Isn't socialism the opposite of freedom, including state oppression and dictatorship?
On the contrary, socialism is the total expansion of freedom. Again, without the belligerent influence of a capitalist ruling class democracy can finally flourish. A state is only oppressive and dictatorial when it isn't under the control of the people (and argument that can be currently made about the United States). There is a lot of confusion and misinformation about the term "dictatorship of the working class." The working class statistically constitutes practically everyone in any given society around the world. So what is meant by this is all state power into the hands of the people, democracy. The economic changes brought about by socialism remove these outside influences and allow people to finally, after centuries and thousands of years, hold the reins of their own society and set standards which truly serve the greater good.
Hasn't socialism died out with the 20th century?
That's what capitalists would love for us to believe. However, just a glance at situations around the world and here in the United States the socialist movement is still alive and gaining influence everywhere. In fact, the ISO, as an internationalist organization, has sister organizations all around the globe. As Marx wrote, "the ruling ideas of any society are those of the ruling class." This is as true in the United States as it is anywhere. Until liberation is achieved, people will struggle for it.
Sure, socialism is a great idea, but how can it compete with the rising right across the world?
While it's true that the right in this country, including the Democrats, have most of the power and money it is crucially important to remember where that power and money comes from--all of us, the working class. We are, truly, the ones who hold world power. It is only up to us to organize and exercize it. That is what organizations like the ISO is seeking to accomplish.
Aren't places like Cuba, North Korea, China and the former Soviet Union examples of how the socialist experiment was tried and failed? Why should we struggle for something that has already proven to have failed?
It is the opinion of the ISO that places like Cuba, North Korea and China are not socialist countries. While industry is greatly nationalized in those countries (though in many countries nationalized industry is being returned to some degree to private industry and following more overtly capitalist models), nationalization by itself does not equal socialism.

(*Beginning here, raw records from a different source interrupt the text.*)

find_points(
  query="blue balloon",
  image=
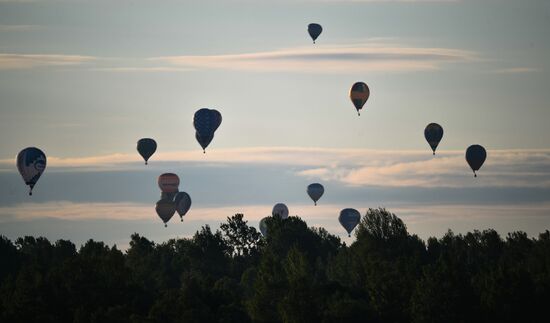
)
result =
(146, 148)
(475, 156)
(314, 31)
(31, 163)
(206, 122)
(433, 134)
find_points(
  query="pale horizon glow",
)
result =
(84, 90)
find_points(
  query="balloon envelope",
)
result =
(475, 156)
(168, 182)
(263, 226)
(349, 219)
(280, 210)
(315, 191)
(433, 134)
(146, 148)
(206, 122)
(165, 210)
(183, 203)
(168, 195)
(314, 31)
(31, 163)
(359, 94)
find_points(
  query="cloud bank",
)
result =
(352, 167)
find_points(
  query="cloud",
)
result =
(113, 219)
(26, 61)
(516, 70)
(17, 28)
(351, 167)
(329, 59)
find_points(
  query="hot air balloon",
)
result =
(183, 203)
(359, 94)
(206, 122)
(263, 226)
(31, 163)
(314, 31)
(168, 195)
(204, 141)
(475, 156)
(433, 134)
(280, 210)
(315, 191)
(165, 210)
(349, 219)
(169, 182)
(146, 148)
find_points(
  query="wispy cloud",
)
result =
(425, 220)
(17, 28)
(516, 70)
(352, 167)
(26, 61)
(329, 59)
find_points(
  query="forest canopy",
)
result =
(294, 274)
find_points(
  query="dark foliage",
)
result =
(295, 274)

Socialism is worker power and not bureaucratic rule. However, this is a complex subject and these countries should not be grouped together or treated in an overly-simplified way.
For instance, Cuba has made many advancements in regards to removing itself from imperial capitalist domination and has struggled in its course towards self-determination. People in Cuba and in many other countries enjoy benefits and rights that simply don't exist in the United States. We support countries in freeing themselves from capitalist control, yet see some problems which we don't believe lives up to fully developed socialism, particularly when it comes to democracy. To quote Karl Marx: "“Democracy is the road to socialism." However, advancements that countries make in regards to liberating themselves from imperialism should be respected.
Socialism is great on paper but will never work in the real world...
This is an interesting argument because those who usually make it have never picked up or read a single book on Marxist theory. Marxism does not require a society of perfect individuals. Collectively human beings have proven time and time again that they can set standards and live by them that exceed their personal shortcomings. In capitalism what prevents us from creating standards that greatly improves the lives of all human beings is the power the capitalist class has over our political landscape.